If you still need help deciding which platform is right for you and want sound advice and tailored eCommerce solutions for your business that will set you apart, our experienced team can help.
If you still don’t know which platform is right for you, and you want sound advice and tailored eCommerce solutions for your business that set you apart, our experienced team can help.
Frequently Asked Questions
1. What are the key differences between BigCommerce and Magento?
BigCommerce is a SaaS platform known for ease of use, suitable for small to large businesses, while Magento, specifically the commercial version now known as Adobe Commerce, is available as self-hosted or PaaS, catering to established brands with greater customization needs and long-term scalability goals.

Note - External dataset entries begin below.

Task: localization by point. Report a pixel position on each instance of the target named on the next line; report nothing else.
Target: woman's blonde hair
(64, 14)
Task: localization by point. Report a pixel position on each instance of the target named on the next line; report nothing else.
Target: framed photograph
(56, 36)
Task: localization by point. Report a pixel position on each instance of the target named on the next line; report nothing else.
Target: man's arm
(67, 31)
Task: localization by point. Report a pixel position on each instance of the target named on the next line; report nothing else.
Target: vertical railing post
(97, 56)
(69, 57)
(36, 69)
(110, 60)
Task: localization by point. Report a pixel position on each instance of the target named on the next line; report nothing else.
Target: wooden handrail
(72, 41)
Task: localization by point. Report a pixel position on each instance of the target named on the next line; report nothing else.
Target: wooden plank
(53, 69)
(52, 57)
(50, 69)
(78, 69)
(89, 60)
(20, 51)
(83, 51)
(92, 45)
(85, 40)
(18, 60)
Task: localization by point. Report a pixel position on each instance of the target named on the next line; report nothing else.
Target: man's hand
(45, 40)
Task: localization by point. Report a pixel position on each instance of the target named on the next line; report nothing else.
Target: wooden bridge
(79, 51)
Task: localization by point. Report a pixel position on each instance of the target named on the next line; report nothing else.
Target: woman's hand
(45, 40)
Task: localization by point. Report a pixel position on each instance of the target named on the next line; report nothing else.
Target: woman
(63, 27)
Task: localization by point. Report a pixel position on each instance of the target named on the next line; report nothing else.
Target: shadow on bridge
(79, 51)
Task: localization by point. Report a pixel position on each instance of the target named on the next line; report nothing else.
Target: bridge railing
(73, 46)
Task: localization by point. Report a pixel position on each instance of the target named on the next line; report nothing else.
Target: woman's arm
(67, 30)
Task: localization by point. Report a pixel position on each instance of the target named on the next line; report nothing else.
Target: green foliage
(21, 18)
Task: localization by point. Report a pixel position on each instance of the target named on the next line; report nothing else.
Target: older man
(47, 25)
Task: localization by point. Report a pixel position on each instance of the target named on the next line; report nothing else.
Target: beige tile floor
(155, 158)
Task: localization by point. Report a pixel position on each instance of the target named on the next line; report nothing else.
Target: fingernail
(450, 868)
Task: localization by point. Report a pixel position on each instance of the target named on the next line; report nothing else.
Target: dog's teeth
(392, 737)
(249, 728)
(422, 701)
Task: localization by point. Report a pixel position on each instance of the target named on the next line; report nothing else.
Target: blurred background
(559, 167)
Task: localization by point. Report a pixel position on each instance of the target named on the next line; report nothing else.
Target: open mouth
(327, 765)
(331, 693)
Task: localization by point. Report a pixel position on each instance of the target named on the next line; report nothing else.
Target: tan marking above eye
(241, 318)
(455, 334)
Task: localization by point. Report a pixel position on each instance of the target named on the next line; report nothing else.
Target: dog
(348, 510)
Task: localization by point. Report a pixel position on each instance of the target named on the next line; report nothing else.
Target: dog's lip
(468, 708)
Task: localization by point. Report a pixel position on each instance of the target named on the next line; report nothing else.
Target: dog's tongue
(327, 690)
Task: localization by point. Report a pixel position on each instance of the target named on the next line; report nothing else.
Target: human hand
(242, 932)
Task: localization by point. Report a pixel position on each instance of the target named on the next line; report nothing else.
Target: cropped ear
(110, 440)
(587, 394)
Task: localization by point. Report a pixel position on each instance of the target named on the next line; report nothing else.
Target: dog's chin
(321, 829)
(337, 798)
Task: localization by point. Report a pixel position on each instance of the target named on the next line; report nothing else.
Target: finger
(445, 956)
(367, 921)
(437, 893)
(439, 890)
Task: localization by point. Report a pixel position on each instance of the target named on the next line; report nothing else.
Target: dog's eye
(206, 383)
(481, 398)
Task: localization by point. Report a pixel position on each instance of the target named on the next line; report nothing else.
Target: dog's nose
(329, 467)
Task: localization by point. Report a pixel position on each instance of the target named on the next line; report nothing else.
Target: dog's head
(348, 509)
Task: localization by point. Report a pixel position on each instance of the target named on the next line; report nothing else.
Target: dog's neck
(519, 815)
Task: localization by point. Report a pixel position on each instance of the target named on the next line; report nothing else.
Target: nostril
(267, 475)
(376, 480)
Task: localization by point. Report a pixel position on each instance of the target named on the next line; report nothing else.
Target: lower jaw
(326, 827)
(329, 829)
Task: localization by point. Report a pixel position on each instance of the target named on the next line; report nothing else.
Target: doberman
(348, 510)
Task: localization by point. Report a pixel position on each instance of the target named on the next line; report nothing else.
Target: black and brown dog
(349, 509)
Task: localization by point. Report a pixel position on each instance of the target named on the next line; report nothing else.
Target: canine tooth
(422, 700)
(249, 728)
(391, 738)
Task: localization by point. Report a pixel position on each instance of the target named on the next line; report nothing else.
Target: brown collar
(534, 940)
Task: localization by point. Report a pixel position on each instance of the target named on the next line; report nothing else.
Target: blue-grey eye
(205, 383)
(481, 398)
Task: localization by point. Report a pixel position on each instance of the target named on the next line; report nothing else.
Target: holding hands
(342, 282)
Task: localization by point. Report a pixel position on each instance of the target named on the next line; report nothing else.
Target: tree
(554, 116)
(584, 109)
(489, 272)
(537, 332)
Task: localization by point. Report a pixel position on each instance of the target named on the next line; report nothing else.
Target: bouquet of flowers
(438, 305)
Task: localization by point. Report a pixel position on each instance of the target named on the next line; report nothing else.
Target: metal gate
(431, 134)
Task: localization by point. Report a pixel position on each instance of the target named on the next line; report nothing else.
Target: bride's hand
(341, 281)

2. What factors should I consider when choosing between BigCommerce and Magento?
Considerations are widely variable based on business need, but top considerations include ease of use, level of control, pricing plans, security, scalability and performance.
3. How do the pricing plans of BigCommerce and Magento compare?
BigCommerce offers more affordable options starting at $29/month and moving automatically to higher tier and enterprise pricing, while Magento’s pricing varies, with the free open-source edition and Adobe Commerce versions starting at $24,000/year, which likely will be more expensive than Magento.